La pisciculture, une alternative
« La pisciculture demande beaucoup de moyens. La cage flottante et les aliments pour poissons coûtent excessivement chers. Je suis conscient qu’un simple pêcheur ne peut pas se lancer dans cette activité », reconnaît-il. Daouda Sininta sollicite l’appui du gouvernement pour doter leur campement de cages flottantes. Il y a plus d’une année il avait même rencontré des représentants de la Direction nationale de la pêche.
Malgré tout, le patriarche du campement, déterminé à assurer la survie de son clan, a construit un bassin au bord du fleuve. Les soixante-deux familles que comptent la communauté y ont contribué. « C’est un bassin de quatre mètres carrés avec un profondeur de six mètres. Chaque semestre, nous vendons les poissons élevés. Nous nous achetons du mil et du riz pour les périodes de la vache maigre comme maintenant« , commente Daouda Sininta.
Un peu plus loin, lorsqu’on remonte le fleuve, au campement de Badalabougou, dans la Commune V du district, Moussa Sidibé, est l’un des rares pêcheurs qui pratique la pisciculture. Installé au bord du Djoliba depuis 30 ans, la cinquantaine révolue, ce Bozo s’est reconverti il y a sept ans. Son étang piscicole a une dimension de cinq mètres sur trois. Il lui permet de gagner 100 000 francs CFA après chaque cycle d’élevage et survient ainsi aux besoins de sa famille.
Moussa Sidibé ambitionne désormais d’installer des cages flottantes sur le fleuve. D’autant que celles-ci seraient plus rentables et moins dépensiers, selon lui. Et « c‘est une activité facile à pratiquer par les Bozo, à condition qu’ils soient soutenus, dans un premier temps, par le gouvernement », soutient-il.
Le Niger, une mine inexploitée au Mali
La portion malienne du bassin du Niger est évaluée à 570 000 km2, soit 48 % de la superficie totale du pays, selon l’Agence du bassin du fleuve Niger. Un potentiel inexploité, selon la présidente de l’Association des femmes agricultrices du Mali, Sirébara Fatoumata Diallo, qui exerce également dans le secteur de la pisciculture. « Cette activé peut pourtant nous permettre de réduire le taux d’importation du poisson et de créer de milliers d’emplois », estime-t-elle.
Sirébara Fatoumata Diallo croit fermement que l’implication des Bozo est indispensable pour le développement de la pisciculture. « Ils connaissent les poissons et vivent auprès du fleuve. » Elle recommande donc au gouvernement de prendre des dispositions pour promouvoir le secteur.

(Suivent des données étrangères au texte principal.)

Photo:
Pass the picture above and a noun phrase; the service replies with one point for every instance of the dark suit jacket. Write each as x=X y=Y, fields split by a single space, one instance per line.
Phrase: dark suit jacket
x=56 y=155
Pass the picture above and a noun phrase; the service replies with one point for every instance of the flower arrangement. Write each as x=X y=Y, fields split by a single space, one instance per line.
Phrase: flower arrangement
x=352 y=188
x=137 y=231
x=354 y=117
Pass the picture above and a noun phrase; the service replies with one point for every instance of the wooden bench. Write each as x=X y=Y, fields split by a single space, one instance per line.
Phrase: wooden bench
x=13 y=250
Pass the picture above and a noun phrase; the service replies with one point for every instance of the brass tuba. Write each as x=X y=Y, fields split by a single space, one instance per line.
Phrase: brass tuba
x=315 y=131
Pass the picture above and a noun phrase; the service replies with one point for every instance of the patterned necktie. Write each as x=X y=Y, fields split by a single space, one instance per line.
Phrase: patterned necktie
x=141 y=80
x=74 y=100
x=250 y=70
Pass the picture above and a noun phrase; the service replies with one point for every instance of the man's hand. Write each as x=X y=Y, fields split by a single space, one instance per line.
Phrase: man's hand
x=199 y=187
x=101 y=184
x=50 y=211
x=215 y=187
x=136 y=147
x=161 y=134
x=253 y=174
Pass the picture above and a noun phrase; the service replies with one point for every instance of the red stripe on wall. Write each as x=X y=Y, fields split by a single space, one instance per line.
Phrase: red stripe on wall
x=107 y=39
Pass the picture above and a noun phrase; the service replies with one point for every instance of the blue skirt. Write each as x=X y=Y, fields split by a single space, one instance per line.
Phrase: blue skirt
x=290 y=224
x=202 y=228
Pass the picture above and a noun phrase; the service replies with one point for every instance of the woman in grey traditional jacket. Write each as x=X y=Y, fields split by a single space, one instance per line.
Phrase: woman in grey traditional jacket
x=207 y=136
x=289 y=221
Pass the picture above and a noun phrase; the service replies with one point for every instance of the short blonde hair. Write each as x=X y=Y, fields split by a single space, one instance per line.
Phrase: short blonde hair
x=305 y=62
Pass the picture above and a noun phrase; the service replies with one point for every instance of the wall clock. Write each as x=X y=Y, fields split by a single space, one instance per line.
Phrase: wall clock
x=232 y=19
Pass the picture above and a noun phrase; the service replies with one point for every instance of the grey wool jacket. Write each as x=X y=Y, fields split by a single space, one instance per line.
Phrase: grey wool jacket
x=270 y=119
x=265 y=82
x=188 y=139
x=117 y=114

Cela passe, selon elle, par la multiplication des usines de fabrication d’aliments des poissons, la subvention des étangs ainsi que de l’ensemble des produits nécessaires pour la production piscicole.

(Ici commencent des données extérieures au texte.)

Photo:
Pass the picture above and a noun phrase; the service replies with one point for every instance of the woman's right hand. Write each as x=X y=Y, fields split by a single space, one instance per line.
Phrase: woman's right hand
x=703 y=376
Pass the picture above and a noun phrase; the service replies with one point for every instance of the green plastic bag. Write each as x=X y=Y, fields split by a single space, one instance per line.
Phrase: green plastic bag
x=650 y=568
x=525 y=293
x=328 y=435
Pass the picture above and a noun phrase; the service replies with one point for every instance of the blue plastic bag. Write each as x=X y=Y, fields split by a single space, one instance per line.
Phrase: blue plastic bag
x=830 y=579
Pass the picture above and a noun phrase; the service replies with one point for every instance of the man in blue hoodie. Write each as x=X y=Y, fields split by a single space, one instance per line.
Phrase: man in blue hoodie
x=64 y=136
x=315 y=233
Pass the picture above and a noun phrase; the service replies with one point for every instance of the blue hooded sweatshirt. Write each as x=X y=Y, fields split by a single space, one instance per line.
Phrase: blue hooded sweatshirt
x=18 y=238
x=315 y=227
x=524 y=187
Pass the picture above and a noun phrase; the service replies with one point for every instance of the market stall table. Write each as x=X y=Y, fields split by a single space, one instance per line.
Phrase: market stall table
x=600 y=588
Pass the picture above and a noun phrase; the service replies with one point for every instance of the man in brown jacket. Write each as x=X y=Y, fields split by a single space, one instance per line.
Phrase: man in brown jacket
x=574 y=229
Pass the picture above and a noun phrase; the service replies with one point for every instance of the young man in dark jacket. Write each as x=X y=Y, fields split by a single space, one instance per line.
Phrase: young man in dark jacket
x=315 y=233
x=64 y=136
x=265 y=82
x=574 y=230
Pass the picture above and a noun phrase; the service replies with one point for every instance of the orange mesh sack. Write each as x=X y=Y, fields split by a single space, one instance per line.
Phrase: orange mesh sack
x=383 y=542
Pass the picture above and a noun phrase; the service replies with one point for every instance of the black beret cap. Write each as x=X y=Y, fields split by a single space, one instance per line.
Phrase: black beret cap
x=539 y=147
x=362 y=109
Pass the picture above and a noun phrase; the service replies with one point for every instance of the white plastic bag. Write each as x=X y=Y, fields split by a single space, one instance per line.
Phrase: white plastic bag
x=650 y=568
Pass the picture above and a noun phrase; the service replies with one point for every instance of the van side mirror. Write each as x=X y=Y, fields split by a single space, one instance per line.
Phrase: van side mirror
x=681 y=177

Que ce soit à Bamako ou ailleurs, les BOzo sont tous concernés. »
Depuis 2008, un programme quinquennal d’aménagement aquacole a été mis en place à la Direction nationale de la pêche. Actualisé en 2016, il bénéficie d’un financement annuel – entre 200 millions de francs CFA et 700 millions – sur le budget national, en vue de développer la pisciculture et accroître la productivité aquacole. Mais le gouvernement n’a jamais associé les Bozo à cette nouvelle pratique de l’agriculture au Mali. En juin 2016, ces pêcheurs traditionnels avaient d’ailleurs profité de la « Journée des paysans » pour interpeller le président Ibrahim Boubacar Keïta à ce sujet.
« Depuis, le ministère de l’Elevage et de la Pêche a formulé des recommandations pour développer la pisciculture chez les pêcheurs. Ce qui nous a amené à élaborer le projet d’installation des cages flottantes avec les pêcheurs à Bla, San, Sélingué, … », confirme Mady Keita, directeur national de la pêche. Pour lui, le principal défi reste la maîtrise des techniques d’élevage des poissons. « Nous formons les gens avant de leur fournir les kits. C’est pourquoi le processus prend du temps. Que ce soit à Bamako ou ailleurs, les Bezo sont tous concernés par le programme », assure M. Kéïta.
A l’en croire, la pêche de capture a montré ses limites au Mali à cause de la faible pluviométrie et la pollution des eaux du fleuve : 100 000 tonnes des poissons par an pour une demande qui frôle les 200 000 tonnes. La pisciculture s’impose alors comme l’unique option pour satisfaire la demande nationale en poissons d’eau douce.